You know…you don’t know what you don’t know, right? And that’s OK. For when that happens, let’s try the following advice.
During a press conference in 2002, the former Department of Defense Secretary of the US Donald Rumsfeld started a school of thought that, unbeknownst to him, provided another way to look at the understanding of Knowledge. That something was given the name of The Rumsfeld Matrix.
This matrix is created by the combination of what is known and what is unknown and is divided into four quadrants:
1st Quadrant – Known Knows (KK)
This quadrant defines plain and simple facts or the tangible knowledge you possess.
For example, you know that you know how to speak your native language, how to drive a car, or how to operate your laptop.In other words, you are aware of your personal competence in specific areas.
2nd Quadrant – Known Unknowns (KU)
In this quadrant, you find those things that you know that are out of your level of expertise.
You may know that you speak English, but you know that you don’t know how to speak Cantonese. Or even though you speak English, you know that you don’t know how to rap in English.
You know that you can ride a bike, but you know you’d drown if you needed to sail a boat.
3rd Quadrant – Unknown Knowns (UK)
The 3rd quadrant is the Unknown Knows.
This one is tricky because it relates to things that we sense but are not fully aware of.
It also includes our blind spots, those areas where our peripheral vision cannot reach. This also includes our mental blind spots.
Some people also consider our intuitions and cognitive biases as part of this category. Those hunches that tell us what to do without explaining the why.
4th Quadrant – Unknown Unknowns (UU)
The 4th quadrant is the remaining one: Unknown Unknowns.
Here we place situations that are so unexpected, they would not be considered at all. They were completely out of the realm of the possibilities, but they still happened!
Imagine the unimaginable, and probably even then, you’ll stand far off from what we’ll discover in the future.
Maybe in a galaxy, far far away, there actually exists a Yoda, a Luke Skywalker, and a Kylo Ren, and they don’t look at all like the ones in the movies. Who knows!? But you get the point.

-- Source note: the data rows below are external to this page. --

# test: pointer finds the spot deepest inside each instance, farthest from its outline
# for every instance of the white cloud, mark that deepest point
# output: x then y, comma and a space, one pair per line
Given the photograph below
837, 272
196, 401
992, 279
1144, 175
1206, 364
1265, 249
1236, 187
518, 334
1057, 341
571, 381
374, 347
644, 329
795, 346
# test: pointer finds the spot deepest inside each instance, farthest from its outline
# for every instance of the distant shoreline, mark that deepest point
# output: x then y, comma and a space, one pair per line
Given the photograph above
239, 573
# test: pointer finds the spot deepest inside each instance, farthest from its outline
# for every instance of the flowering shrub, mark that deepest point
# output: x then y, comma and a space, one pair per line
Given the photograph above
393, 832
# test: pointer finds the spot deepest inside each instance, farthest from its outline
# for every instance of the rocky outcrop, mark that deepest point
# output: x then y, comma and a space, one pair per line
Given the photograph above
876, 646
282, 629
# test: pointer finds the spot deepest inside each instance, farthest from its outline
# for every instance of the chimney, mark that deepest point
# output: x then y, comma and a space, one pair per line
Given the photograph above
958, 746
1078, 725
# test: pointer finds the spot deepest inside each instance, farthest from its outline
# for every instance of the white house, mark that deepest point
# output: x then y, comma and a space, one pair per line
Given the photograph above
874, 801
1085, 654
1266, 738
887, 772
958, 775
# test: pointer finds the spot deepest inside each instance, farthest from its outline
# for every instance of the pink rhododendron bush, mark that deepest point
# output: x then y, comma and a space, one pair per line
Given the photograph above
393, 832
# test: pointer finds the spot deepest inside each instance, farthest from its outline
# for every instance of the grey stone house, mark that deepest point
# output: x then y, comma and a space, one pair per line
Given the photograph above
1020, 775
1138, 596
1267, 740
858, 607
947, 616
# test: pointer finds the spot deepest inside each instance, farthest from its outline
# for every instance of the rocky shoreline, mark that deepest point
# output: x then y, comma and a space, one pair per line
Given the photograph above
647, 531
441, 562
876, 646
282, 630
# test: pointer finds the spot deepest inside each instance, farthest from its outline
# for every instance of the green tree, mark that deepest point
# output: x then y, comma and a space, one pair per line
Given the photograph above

Putting Things in Perspective
Now, the proportions of these quadrants are something like this:
The more that we discover new things (i.e., the more that we discover UUs), the more that the bucket of KU and UK grow, and the smaller the KK bucket gets.
If you consider yourself a Life-Long Learner, this realization can leave you feeling defeated, especially when realizing that we’ll never accumulate that much knowledge.
Furthermore, we need to consider this: a lack of information is innocence but having false information is ignorance.
I don’t point this out to make us feel sad but to make peace with the fact that the UUs are forever infinite, and that probably what we know right now is not and will never be the ultimate truth.
So, instead of defaulting to hopelessness based on this realization, we need to find another way.
What to Do?
Do you remember when humankind believed the Earth was the center of the Universe? or when we thought the Earth was flat? Having those beliefs made us egotistical and afraid of sailing beyond the horizon line.
Therefore, the goal is not to become “immensely knowledgeable” but instead to make sure that the current knowledge we have is aligned with reality as closely as possible.
Obviously, acquiring more knowledge doesn’t cause any harm. Instead, gaining more knowledge works as a kind of sieve to filter what truly is important and discard false information.
Socrates, according to his student Plato, once said, “I know that I know nothing,” and he was ok with that.
That did not mean he gave up learning new things. It meant that he was humble enough to admit he only knew the bare minimum, and despite it, he was going to keep learning with a beginner’s mind.
Therefore, the alternative to hopelessness and despair is to continuously learn new things (increasing your KK), and also validate over and over again our tiny knowledge (refining your KK).
Like a castaway navigating his way to safe land in the midst of a storm, we need to aim to continuously acquire new data and refine what we already know.
The author Cheryl Strayed once said:“I was amazed that what I needed to survive could be carried on my back. And, most surprising of all, that I could carry it.”
In our case, we’ll be amazed at how little we need to know to help us not only survive but thrive in this brave new world.